Hacker News new | ask | show | jobs
by crazygringo 20 hours ago
> It takes far more work to delete/update than insert.

Updating rows of text data is going to be more work, because variable-length text can't be updated in-place. So in terms of allocating space, it's more like a delete plus an insert. That's not surprising. (An in-place update that doesn't touch indices is generally going to be faster than an insert, though.)

I'm not aware of instances where a delete is "far more work" than an equivalent insert though. That's not the general case, and I'm having a hard time thinking of any situations where that would be true.

3 comments

> So in terms of allocating space, it's more like a delete plus an insert.

Unless you're using zHeap, you have a narrow Heap-only-Tuples scenario where the indexes stay the same. TOAST kinda helps there, if the update is off the tuple area itself. The original zHeap docs have a lot of detail about why an UNDO log can help with long running transactions from the past etc.

That is a postgresql specific thing though. Mysql indexes were created with the idea of different storage engines in mind, so Mysql doesn't suffer from the index update ovehead on update/delete the same way.

Uber had a long blog post about switching to Mysql from Postgres for wide tables with hundreds of indexes. The HN entry is still there[1], but I can't read the original post now.

As a side note, I've used postgres partitions to the same effect to drop old data periodically - detach and then drop the partition instead of a direct DELETE (similar tricks in HBase existed).

[1] - https://news.ycombinator.com/item?id=10894047

> The HN entry is still there, but I can't read the original post now.

The post on IA - https://web.archive.org/web/20160304013342/https://eng.uber....

Not directly database related, but when it comes to writing files on disks, deletes on SSDs can be rather expensive because of the delete block size vs a simple write.
Doesn't the block simply get marked as deleted and only wiped on a write?
> I'm not aware of instances where a delete is "far more work" than an equivalent insert though. That's not the general case, and I'm having a hard time thinking of any situations where that would be true.
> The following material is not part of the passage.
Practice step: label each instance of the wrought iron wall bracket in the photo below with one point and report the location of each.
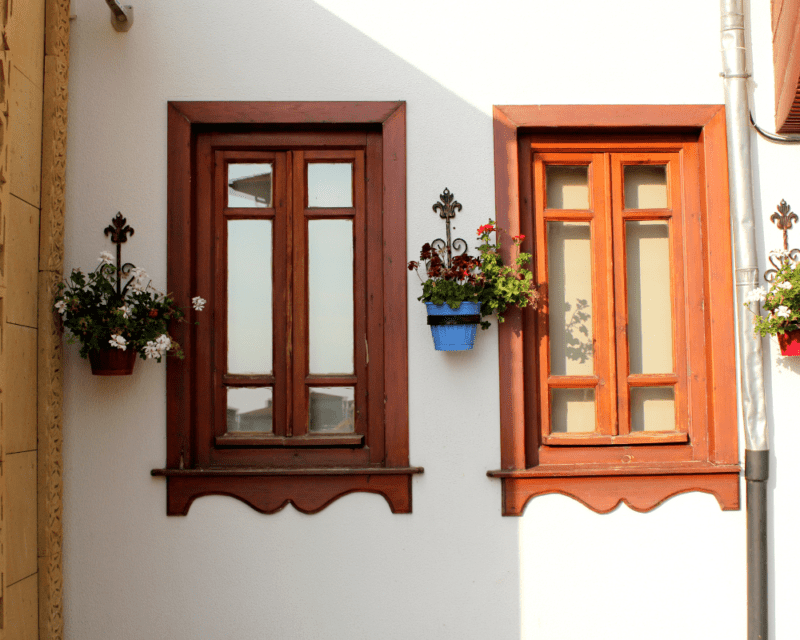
(784, 218)
(119, 229)
(121, 15)
(447, 211)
Transactionally across related items with constraints it can explode fast.

If you've ever used FoundationDB this rapidly becomes the defining PITA due to the transaction size limits. Adding/inserting/updates are all far more predictably bounded.
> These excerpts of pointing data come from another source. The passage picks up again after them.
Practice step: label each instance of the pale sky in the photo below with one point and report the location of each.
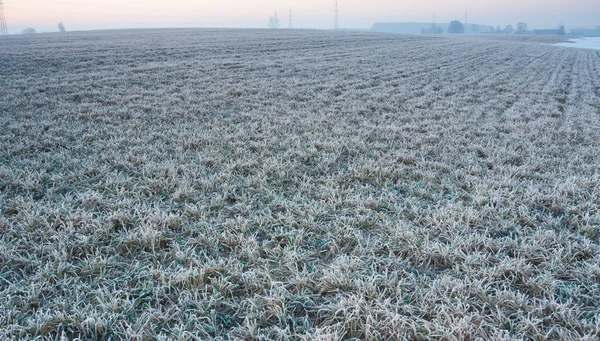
(44, 15)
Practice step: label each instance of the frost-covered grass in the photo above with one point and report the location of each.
(254, 184)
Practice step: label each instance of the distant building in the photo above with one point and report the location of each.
(557, 32)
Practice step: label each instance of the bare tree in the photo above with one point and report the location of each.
(274, 21)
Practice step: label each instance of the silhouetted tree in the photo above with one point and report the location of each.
(274, 21)
(434, 29)
(456, 27)
(509, 29)
(522, 28)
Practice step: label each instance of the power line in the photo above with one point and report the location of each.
(3, 28)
But in that case, you need to compare like-for-like with the situation where you need to insert all the prerequisite rows too. You can't just compare a delete cascade with a single insert where all the foreign keys are already satisfied.
The whole problem with the delete cascade is you can't tell how big it will be until you have entered the transaction to do it. An insert you either know or it will fail and you can retry.
That's true, but now you have moved the goalposts. The original claim upthread was "it takes just as much work to delete a row as it takes to insert a row", not "it's hard to predict the performance of a delete with cascade effects". And the obvious rebuttal to that is that it's equally hard to provide an upper bound for the runtime of a single insert: an application cannot control the other processes running on the database, some of which may delay, interfere with or even invalidate your query and you must account for that. A delete operation is just as much "it might fail and you can retry" as an insert, or the database you're working with isn't ACID-compliant.
> And the obvious rebuttal to that is that it's equally hard to provide an upper bound for the runtime of a single insert

This is precisely where you're going wrong. The insert is upper boundable in advance (you know the set of everything you might potentially have to insert), the delete isn't because you don't know what's in the db until you look.
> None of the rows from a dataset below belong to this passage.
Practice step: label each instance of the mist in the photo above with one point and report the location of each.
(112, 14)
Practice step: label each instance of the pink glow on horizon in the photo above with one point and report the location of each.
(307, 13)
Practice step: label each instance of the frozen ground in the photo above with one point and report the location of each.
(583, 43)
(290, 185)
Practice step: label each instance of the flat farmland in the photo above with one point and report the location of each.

I strongly recommend poking around with Foundation for this, because it becomes clear that this problem is the defining flaw with the way they tried to architect with layers, to the point they have a queuing system for processing large jobs of this type.

> The insert is upper boundable in advance

A concurrent DML happening then suddenly your MERGE INTO WHEN NOT MATCHED INSERT/INSERT INTO SELECT is way larger that you thought? I thought "some workloads can suddenly be way larger that I expected" was supposed to be a thing in all non-trivial DML.